Single by Quality Control, Lil Baby and DaBaby

from the album Control the Streets, Volume 2
- Released: July 17, 2019
- Recorded: 2019
- Genre: Trap
- Length: 2:22
- Label: Quality Control; Motown; Universal;
- Songwriters: Dominique Jones; Jonathan Kirk; Wesley Glass;
- Producer: Wheezy

Quality Control Music singles chronology
| "Fuck Dat Nigga" (2018) | "Baby" (2019) | "Intro" (2019) |

Lil Baby singles chronology
| "Out the Mud" (2019) | "Baby" (2019) | "Mac 10" (2019) |

DaBaby singles chronology
| "Duck Sauce" (2019) | "Baby" (2019) | "Gucci Bag Latina" (2019) |

Music video
- "Baby" on YouTube

= Baby (Quality Control, Lil Baby and DaBaby song) =

Song by Quality Control, Lil Baby and DaBaby

"Baby" is a song released by American record label Quality Control, performed by American rappers Lil Baby and DaBaby. The song was released through Quality Control Music, Motown, and Universal Music Group (UMG). It was produced by Wheezy and released on July 17, 2019, as a single off of QC's second studio album, Control the Streets, Volume 2 (2019). The song received acclaim from critics, with particular praise for DaBaby's verse. The song's official video features Lil Baby and DaBaby portraying characters from the movie Scarface.

== Lyrics ==
In the song, Lil Baby references fellow Atlanta rapper, Bankroll Fresh, who was murdered in 2016. He claims that though he has become a millionaire he still spends time in the "projects". He raps his rags-to-riches come-up from a third-person perspective with an "infectious hook". The word "baby" is said a total of 37 times throughout the 2 and a half-minute track.

== Critical reception ==
"Baby" received acclaim from music critics. HipHopDX called the collaboration "a match made in heaven", and in their album review, commended Wheezy's production as "magical stepping stones for Lil Baby to lay his verse as he boasts about still hanging out in the projects and DaBaby smashes on the beat equally, while both maintain their own unique way of rhyming". Robert Blair of HotNewHipHop ranked DaBaby's verse on the song as his fifth best of 2019, noting how Lil Baby "handles the more melodic facets of the track" while DaBaby "comes through with a gripping verse that makes audacious claims of Baby gettin jiggy, on stage with the Glizzy/Baby CEO, he shake the game like he Diddy". SPIN magazine's Israel Daramola described the track as "a quaint record that delivers on its promise of showcasing all the two Babys have to offer us", while Christoper R. Weingarten, in review of the song's parent album, recommended it as a go-to-track, from "two of the most important rappers of 2019" and labelled it as "something that may portend rap's near future".

== Music video ==
The music video was released on August 13, 2019, three days before the release of the album. It shows Lil Baby & DaBaby in scenes from the movie Scarface. As February 2021 the video has over 100 million views.
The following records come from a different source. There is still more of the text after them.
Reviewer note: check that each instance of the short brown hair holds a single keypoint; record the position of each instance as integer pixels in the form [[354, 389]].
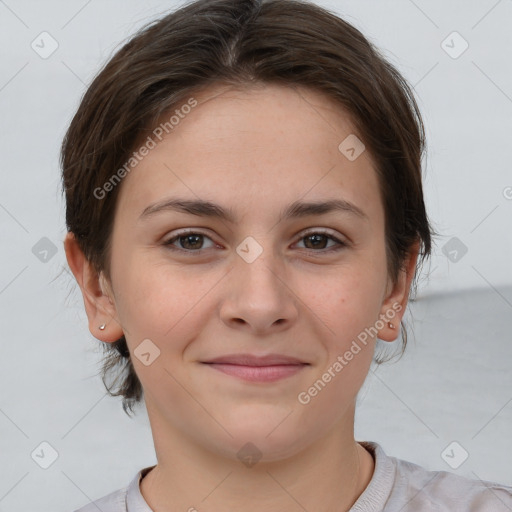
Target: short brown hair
[[240, 43]]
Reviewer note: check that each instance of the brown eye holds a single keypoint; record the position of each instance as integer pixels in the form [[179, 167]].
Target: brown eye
[[190, 241], [317, 242]]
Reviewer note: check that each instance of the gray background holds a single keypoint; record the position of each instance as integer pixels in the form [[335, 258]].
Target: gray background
[[453, 384]]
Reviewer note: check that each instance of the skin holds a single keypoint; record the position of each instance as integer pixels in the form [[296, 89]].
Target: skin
[[254, 151]]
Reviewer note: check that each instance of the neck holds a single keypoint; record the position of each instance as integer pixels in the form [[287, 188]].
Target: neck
[[327, 475]]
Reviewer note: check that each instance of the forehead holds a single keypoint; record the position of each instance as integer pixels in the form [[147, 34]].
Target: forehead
[[261, 142]]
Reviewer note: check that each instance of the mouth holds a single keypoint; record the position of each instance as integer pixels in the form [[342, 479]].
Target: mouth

== Commercial performance ==
The song debuted at number 42 on the Billboard Hot 100, and eventually rose to number 21 off of the release of the album and the music video.

== Live performances ==
Lil Baby and DaBaby performed the song at the 2019 BET Hip-Hop Awards, where DaBaby also won the award for Best New Artist.

==Charts==

===Weekly charts===

| Chart (2019) | Peak position |
|---|---|
| Canada Hot 100 (Billboard) | 54 |
| US Billboard Hot 100 | 21 |
| US Hot R&B/Hip-Hop Songs (Billboard) | 11 |
| US Rhythmic Airplay (Billboard) | 29 |
| US Rolling Stone Top 100 | 13 |

===Year-end charts===

| Chart (2019) | Position |
|---|---|
| US Billboard Hot 100 | 84 |
| US Hot R&B/Hip-Hop Songs (Billboard) | 38 |
| US Rolling Stone Top 100 | 68 |
| Chart (2020) | Position |
| US Hot R&B/Hip-Hop Songs (Billboard) | 67 |

==Certifications==

| Region | Certification | Certified units/sales |
| Brazil (Pro-Música Brasil) | Gold | 20,000^{‡} |
| New Zealand (RMNZ) | Gold | 15,000^{‡} |
| United Kingdom (BPI) | Silver | 200,000^{‡} |
^{‡} Sales+streaming figures based on certification alone.